Recently, the Midcontinent Independent System Operator (MISO) published its “2024 Regional Resource Assessment” (RRA). MISO is responsible for operating the electricity grid across 15 states and Manitoba, Canada to ensure the power supply in its region is reliable and affordable. Last year, MISO’s installed generating capacity totaled 202,000 megawatts (MW), and its electricity was generated by natural gas (40%), coal (26%), wind (15%), nuclear (14%), solar (2%) and hydro (2%).
The RRA forecasts the mix of electric generating resources over a 20-year timeframe (2024-2043) that would be needed to satisfy electricity demand and achieve the green energy goals (“policy driven goals”) of MISO members in the most reliable and economic manner. MISO estimates that 98% of the electricity in the MISO region is provided by generators that have adopted green energy policies.
Comparing the resources needed to meet green energy goals and the resources that are actually planned shows an enormous 180,000 MW gap between the two because planned resources do not come close to achieving the green energy goals that MISO members and states have announced.
MISO members plan to add 163,000 MW of generating capacity over the next 20 years. On the other hand, the RRA forecasts a need for 343,000 MW of additional generating capacity over the same time period in order to meet green energy goals.

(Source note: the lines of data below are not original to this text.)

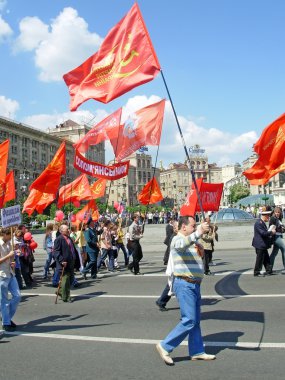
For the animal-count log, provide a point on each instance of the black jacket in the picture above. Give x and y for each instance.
(62, 252)
(262, 238)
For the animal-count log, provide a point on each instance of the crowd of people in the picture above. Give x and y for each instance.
(90, 246)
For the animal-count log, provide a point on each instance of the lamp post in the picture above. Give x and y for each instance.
(25, 176)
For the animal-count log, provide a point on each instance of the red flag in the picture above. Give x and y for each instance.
(90, 209)
(99, 132)
(141, 128)
(37, 201)
(78, 190)
(98, 170)
(271, 150)
(49, 180)
(98, 188)
(151, 193)
(4, 152)
(189, 207)
(31, 202)
(45, 200)
(210, 194)
(10, 192)
(126, 59)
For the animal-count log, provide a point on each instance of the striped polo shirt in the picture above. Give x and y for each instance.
(186, 260)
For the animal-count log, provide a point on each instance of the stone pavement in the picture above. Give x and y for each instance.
(113, 325)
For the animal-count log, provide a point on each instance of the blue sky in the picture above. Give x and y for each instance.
(223, 61)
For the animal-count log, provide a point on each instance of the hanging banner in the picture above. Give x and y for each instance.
(97, 170)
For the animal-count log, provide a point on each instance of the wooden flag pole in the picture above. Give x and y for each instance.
(185, 149)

This means that MISO members would have to add an average of 17,000 MW per year of mostly new battery storage, wind and solar to reach 343,000 MW. The RRA calls this level of buildout “unprecedented and extraordinary” because new capacity additions have averaged only 4,700 MW per year in the past.

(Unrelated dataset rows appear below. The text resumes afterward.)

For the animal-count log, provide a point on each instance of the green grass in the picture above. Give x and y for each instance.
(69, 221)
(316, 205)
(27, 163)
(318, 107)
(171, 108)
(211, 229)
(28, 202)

However, the situation is even more daunting than it seems. First, supply chain delays, permitting issues, clogged interconnection queues, and other factors could further complicate efforts to add new resources. Second, even though adding an average of 17,000 MW per year is hard enough to fathom, the amount of new capacity spikes in 2035 (67,000 MW of new capacity) and 2040 (53,000 MW of new capacity) in order to meet policy-driven deadlines. Third, even more generating capacity than the RRA projects might be needed because of data centers, artificial intelligence, and electrification.
MISO stresses that the RRA results are not an actual “resource shortfall,” but are basically a heads up to MISO members. Let’s hope MISO members respond to the warning and reconsider their unrealistic green energy goals.